Além do desmantelamento que não é devidamente feito, enquanto os veículos usados exportados andarem, especialmente com falta de peças como o catalisador, é “quase certo” que estes irão poluir mais do que aquilo que já faziam antes. Francisco Ferreira nota, por outro lado, que isto tem um impacto não só a nível local no que toca à qualidade do ar, mas também a nível global, dada a emissão de gases com efeito de estufa.

Adicionalmente, a falta de inspeção válida nestes veículos faz com que representem um risco para a própria segurança das pessoas. De acordo com o Fundo de Segurança Rodoviária das Nações Unidas (UNRSF), registam-se no continente africano 60% das mortes nas estradas a nível mundial, embora o seu parque automóvel represente apenas 2% de todos os carros no mundo.

Para Francisco Ferreira, a solução passa pela proibição da exportação de carros a partir de uma certa idade, pelo menos ao nível europeu. No entanto, o dirigente da Zero alerta que a exportação de usados nestas condições acontece tanto dentro como fora da Europa, nomeadamente na Europa de Leste.

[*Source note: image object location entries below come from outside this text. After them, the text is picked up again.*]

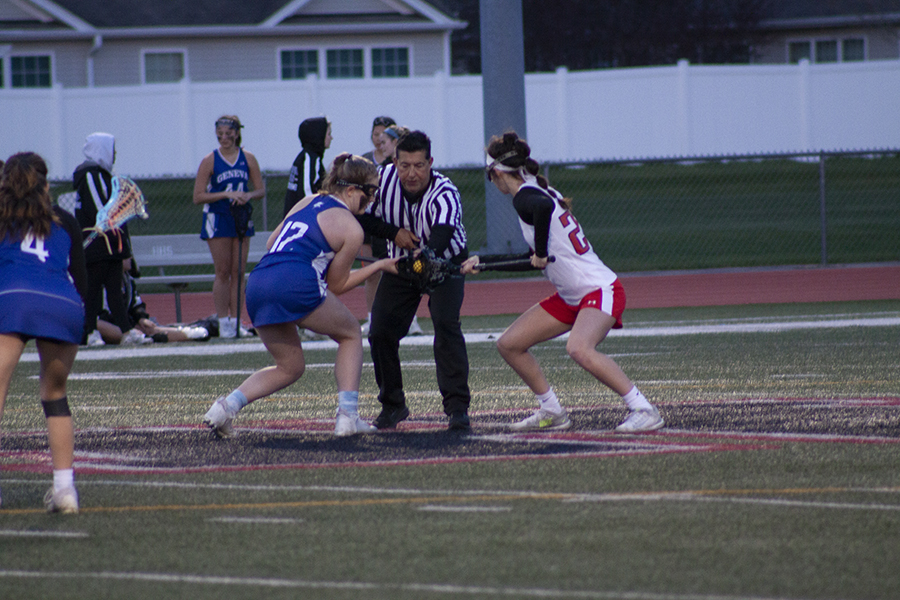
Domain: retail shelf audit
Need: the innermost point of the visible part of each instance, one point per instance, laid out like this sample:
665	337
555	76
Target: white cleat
415	328
543	420
95	339
63	501
640	421
219	418
133	337
350	424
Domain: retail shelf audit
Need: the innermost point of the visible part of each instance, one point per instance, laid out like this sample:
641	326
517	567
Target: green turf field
777	476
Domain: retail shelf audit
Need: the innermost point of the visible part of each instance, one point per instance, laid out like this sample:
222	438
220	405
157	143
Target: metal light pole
503	94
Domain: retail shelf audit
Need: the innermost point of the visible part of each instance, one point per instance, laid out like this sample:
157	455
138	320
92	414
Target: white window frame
839	40
865	42
367	62
7	71
319	61
184	57
409	63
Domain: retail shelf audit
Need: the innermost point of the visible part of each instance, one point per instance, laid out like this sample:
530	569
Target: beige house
94	43
829	31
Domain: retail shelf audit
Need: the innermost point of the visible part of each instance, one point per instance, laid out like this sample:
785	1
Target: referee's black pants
393	310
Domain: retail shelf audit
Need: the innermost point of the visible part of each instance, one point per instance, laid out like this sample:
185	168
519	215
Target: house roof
829	13
127	18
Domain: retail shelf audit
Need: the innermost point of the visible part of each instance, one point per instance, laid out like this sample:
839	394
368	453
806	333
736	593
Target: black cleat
390	416
459	421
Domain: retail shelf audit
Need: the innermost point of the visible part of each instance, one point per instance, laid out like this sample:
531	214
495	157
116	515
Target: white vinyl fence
681	110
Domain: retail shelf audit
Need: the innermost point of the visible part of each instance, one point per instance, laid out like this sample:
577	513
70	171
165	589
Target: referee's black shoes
390	416
459	421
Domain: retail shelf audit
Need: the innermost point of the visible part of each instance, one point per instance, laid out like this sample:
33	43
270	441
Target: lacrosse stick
241	214
126	201
505	265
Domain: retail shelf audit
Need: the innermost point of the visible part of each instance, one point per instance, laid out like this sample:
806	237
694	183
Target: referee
417	208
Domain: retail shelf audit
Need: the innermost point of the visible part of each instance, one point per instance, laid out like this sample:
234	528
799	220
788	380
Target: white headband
494	163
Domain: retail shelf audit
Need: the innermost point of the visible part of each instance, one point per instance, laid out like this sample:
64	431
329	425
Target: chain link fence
664	214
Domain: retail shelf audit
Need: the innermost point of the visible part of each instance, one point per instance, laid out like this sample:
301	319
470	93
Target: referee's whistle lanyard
412	215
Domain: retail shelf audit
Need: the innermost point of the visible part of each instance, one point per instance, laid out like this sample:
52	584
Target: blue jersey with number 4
227	177
37	295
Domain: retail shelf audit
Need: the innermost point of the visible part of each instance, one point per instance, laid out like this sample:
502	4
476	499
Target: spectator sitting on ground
145	329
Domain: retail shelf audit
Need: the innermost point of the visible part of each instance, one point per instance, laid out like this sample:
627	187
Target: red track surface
698	288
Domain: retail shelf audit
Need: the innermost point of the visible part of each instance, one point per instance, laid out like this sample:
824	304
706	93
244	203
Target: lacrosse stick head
126	201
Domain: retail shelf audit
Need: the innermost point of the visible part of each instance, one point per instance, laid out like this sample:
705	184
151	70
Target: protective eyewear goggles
497	162
383	122
228	123
369	189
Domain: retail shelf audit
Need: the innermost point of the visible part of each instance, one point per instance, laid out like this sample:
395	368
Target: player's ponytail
24	201
515	153
348	168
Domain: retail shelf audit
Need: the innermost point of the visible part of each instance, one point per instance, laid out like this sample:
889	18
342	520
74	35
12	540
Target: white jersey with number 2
576	270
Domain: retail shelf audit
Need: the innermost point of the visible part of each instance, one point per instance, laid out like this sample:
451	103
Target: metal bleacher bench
154	253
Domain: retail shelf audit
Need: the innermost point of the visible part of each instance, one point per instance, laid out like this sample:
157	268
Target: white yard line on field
239	347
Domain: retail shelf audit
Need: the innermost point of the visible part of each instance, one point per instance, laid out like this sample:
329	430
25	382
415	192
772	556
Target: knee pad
56	408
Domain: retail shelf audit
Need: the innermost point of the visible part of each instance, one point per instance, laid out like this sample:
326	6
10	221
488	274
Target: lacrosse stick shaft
507	264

Ferreira sublinha que Portugal também importa muitos carros da Alemanha, embora existam regras uniformes em relação às condições dos veículos para toda a União Europeia. O mesmo nem sempre acontece nos países europeus fora da UE.

Contudo, o especialista em ambiente também considera que existe vontade política para solucionar este problema. No ano passado, os Países Baixos e a Alemanha levantaram este problema e referiram que qualquer solução deveria ser aplicada à escala da União Europeia.

Em paralelo, também os países africanos já começam a impor as suas regras. Em 2020, Benin e 14 outros membros da Comunidade Económica dos Estados da África Ocidental concordaram em aplicar uma idade limite de 10 anos nos veículos usados importados, bem como um limite ao nível de emissões de carbono.